Crown Resorts will finally open the doors of Sydney’s VIP-only casino on Monday – more than a decade after James Packer dreamt up the idea over lunch with former NSW premier Barry O’Farrell at Alan Jones’s house.

While the troubled casino company has chosen one of the luckiest days in the lunar calendar – the eighth of the eighth – to open the gaming floor, it isn’t placing all its bets on cashed-up Chinese gamblers.

Crown Sydney chief executive Simon McGrath has revealed a more diversified strategy in attracting rollers that also taps into Australia’s domestic market as it rebuilds its pandemic-decimated VIP business.

It comes after Crown’s new owner Blackstone toured league and RS clubs in western Sydney as part of its due diligence for its $8.9bn takeover of the company. Blackstone executives mingled with gamblers and their chicken schnitzels, steaks and schooners in what seemed a world away from the luxury of Crown’s $2.2bn Barangaroo resort, where the nightly room rate tops $1000.

But the tour provided a valuable insight into Sydney’s gaming market.

“The ability for any good business is to have diversity in its market segments and not rely on one too heavily, and I’ll think you’ll see that in a city such as Sydney and with such a luxury product. It will appeal to many different markets,” Mr McGrath said.

“As you could imagine, we follow the border openings with the tourism sector and we will follow those markets that open. They won’t be the long-haul markets of Europe initially but they will be closer to home throughout South-East Asia.

Crown Sydney chief executive Simon McGrath with VIP host Hannah Knights and dealer Peter Oliver. Picture: Jonathan Ng
Crown Sydney chief executive Simon McGrath with VIP host Hannah Knights and dealer Peter Oliver. Picture: Jonathan Ng

“We’ve got a strong domestic market and that’s a very important part of our business as well.”
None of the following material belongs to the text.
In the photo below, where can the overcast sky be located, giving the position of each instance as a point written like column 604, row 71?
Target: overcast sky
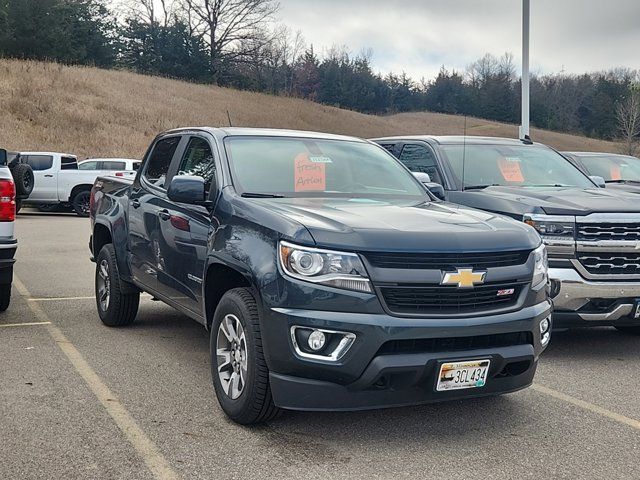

Mr McGrath said this strategy had already “exceeded expectations” for Barangaroo, which unlike other Sydney gaming venues will not have a poker machine in sight.

“We‘ve been really pleased with the level of interest, both from members that were signed up already and the expression of interest that has come through. So there’s a very, very strong indication that we’ve exceeded expectations at this stage that would lead us to feel fairly confident that there’s a strong VIP market.”

The auspicious opening date recognises how Mr Packer’s dream almost evaporated when Crown was declared unsuitable to hold a NSW casino licence after the explosive Bergin Inquiry found the company facilitated money laundering and other organised crime.

Following the inquiry, and two others in Victoria and Western Australia, Mr Packer is no longer Crown’s dominant shareholder.

While a Victorian royal commission into Crown recommended Mr Packer reduce his holding to 5 per cent within two years, he sold his entire 37 per cent stake to Blackstone, reaping about $3.3bn.

But Mr Packer has confirmed he will move into his $60m apartment at Barangaroo next March. “I can’t wait to see Crown Sydney, and to be in Sydney with my kids and with Eri,” Mr Packer told The Australian in June.

Blackstone has planned the gaming floor’s opening carefully. As Mr Packer was declaring his excitement to move into his Barangaroo apartment, the NSW Independent Liquor and Gaming Authority granted the company conditional approval to begin gaming operations.

ILGA chair Philip Crawford said “pages and pages” of rules for Crown – although the specifics had not been released as they were “probably commercial in confidence. Crucially, Mr Crawford said if the regulator is not satisfied that Crown has reformed itself, it could still be found unsuitable to hold a NSW casino licence when the conditional period ends in 18 months.

In other words, the licence is now for Crown to lose, a notion that is not lost on Mr McGrath.

“We‘ve got a very strict level of probity, customer awareness, operating protocols and shifting customer safety and in health,” he said. “We will continue to work with the Independent Liquor and Gaming Authority and that will continue evolving over time as you would expect. So we‘ve got a very heavy remediation program in place and that remediation program won’t necessarily finish once we get suitability.”